Unfortunately, the reality has not yet lived up to the promise. Our ability to harness this data reliably and ethically, and put it to use to solve pressing social issues falls far short of what it ought. Standards of evidence and methodological rigour are not high enough to influence decision- or policy-making. Samples of convenience often produce ‘raw’ metrics of social media phenomena with no further corroboration, explanation or interpretation. Considerations of culture, context, group, language and psychology are rare, and the ethics of social media research even rarer. Only a few years old, the art of understanding and using social media in this way – a field called social media analytics – is something of a Wild West. Lacking regulatory norms or professional standards, ground breaking work is often drowned out by snake-oil merchants: self-appointed ‘scientists’ or ‘gurus’ that promise to solve all your social marketing, advertising or reputational issues (for a price).

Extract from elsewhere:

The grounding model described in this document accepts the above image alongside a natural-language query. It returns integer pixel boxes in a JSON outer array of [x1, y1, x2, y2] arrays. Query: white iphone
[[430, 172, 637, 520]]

Social media research can be much more than this. In order for social media research to reliably, ethically and usefully contribute to these questions, it needs to make the transition from the metrics-based traditions of advertising to become a new, applied academic discipline: aligning, the social sciences and humanities with the computer sciences and allied fields. Only this step-change evolution will give us the tools to turn social media metrics into meaning, description into explanation and allow us to draw concrete, caveated conclusions with practical implications.
This week, the think tank Demos launched an initiative to fill this deficit. The Centre for the Analysis of Social Media brings together policy specialists, social scientists, computer scientists and tech entrepreneurs to develops social media analysis as a valid instrument of research that meets the needs of policy- and decision-makers. We’re not yet sure of the results, only that more needs to be done.